Stimulation of resting cells by growth factors leads to an increase in the rate of protein synthesis, which is necessary for cell growth and division. Translation initiation factor eIF-2alpha is one of the key translation factors mediating the effects of growth factors on protein synthesis. In normal cells, expression of eIF-2alpha is increased transiently, but its levels are elevated constitutively in oncogene-transformed cells. Overexpression of constitutively active eIF-2alpha in rodent cells makes them tumorigenic. In this article, the authors report their findings on the increased expression of eIF-2alpha in human benign and malignant neoplasms originating from melanocytes and colonic epithelium.

Immunohistochemistry was used to analyze the expression of eIF-2alpha, eIF-4E, and cyclin D1 in melanocytic nevi and melanomas and the expression of eIF-2alpha in colonic adenomas and carcinomas.

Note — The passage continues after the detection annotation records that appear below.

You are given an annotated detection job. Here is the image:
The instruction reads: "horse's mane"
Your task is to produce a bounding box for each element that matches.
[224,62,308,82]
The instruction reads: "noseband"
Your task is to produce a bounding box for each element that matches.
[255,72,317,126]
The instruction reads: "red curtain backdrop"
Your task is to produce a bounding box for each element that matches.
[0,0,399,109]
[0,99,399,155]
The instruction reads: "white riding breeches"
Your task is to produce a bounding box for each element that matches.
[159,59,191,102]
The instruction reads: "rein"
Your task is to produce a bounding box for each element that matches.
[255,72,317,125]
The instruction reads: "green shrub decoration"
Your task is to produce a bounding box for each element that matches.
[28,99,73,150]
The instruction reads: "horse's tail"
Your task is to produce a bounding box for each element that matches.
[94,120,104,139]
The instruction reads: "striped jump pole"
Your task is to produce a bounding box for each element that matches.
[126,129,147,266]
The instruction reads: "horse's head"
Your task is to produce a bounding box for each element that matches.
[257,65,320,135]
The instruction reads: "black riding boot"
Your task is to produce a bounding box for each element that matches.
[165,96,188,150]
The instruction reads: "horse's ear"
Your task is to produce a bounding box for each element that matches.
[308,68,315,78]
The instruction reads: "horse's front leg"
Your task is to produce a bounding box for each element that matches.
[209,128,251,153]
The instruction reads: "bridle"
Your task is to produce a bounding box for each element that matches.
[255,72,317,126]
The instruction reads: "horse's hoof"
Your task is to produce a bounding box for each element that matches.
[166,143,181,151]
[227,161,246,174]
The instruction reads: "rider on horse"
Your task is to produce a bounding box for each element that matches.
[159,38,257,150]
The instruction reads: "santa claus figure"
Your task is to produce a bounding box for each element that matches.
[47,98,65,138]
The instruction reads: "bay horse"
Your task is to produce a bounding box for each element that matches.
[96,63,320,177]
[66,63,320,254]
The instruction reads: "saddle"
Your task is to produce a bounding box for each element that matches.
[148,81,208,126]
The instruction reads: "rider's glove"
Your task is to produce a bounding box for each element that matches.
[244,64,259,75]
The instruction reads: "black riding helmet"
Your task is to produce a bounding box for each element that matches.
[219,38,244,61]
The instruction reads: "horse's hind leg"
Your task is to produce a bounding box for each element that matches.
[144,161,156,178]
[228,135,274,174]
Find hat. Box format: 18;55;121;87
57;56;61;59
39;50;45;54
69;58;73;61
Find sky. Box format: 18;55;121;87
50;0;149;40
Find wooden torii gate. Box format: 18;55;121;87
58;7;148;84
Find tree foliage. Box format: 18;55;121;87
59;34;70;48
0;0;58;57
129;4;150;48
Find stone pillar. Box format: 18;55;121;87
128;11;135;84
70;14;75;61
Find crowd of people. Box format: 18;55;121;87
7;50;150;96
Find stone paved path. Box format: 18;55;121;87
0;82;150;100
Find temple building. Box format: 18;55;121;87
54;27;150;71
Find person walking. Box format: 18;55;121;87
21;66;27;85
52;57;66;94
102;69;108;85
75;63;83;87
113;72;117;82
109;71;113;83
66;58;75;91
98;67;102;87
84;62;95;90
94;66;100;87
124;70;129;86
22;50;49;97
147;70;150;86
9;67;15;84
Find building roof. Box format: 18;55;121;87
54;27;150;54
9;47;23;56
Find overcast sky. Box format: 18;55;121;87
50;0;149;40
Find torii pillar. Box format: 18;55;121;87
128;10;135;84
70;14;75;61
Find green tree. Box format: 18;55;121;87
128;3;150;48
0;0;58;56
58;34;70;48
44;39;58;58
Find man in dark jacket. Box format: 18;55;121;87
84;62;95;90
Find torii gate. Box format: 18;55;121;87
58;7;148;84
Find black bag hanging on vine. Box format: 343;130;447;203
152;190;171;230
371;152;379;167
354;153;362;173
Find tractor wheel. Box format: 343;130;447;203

The authors found that the expression of eIF-2alpha was increased markedly in both benign and malignant neoplasms of melanocytes and colonic epithelium.

Increased expression of eIF-2alpha took place in both benign and malignant neoplasms of melanocytes and colonic epithelium. These findings suggest that elevated expression of this translation initiation factor may contribute to tumor initiation and progression but that it is not sufficient for establishing a malignant phenotype in the tumors analyzed in this study.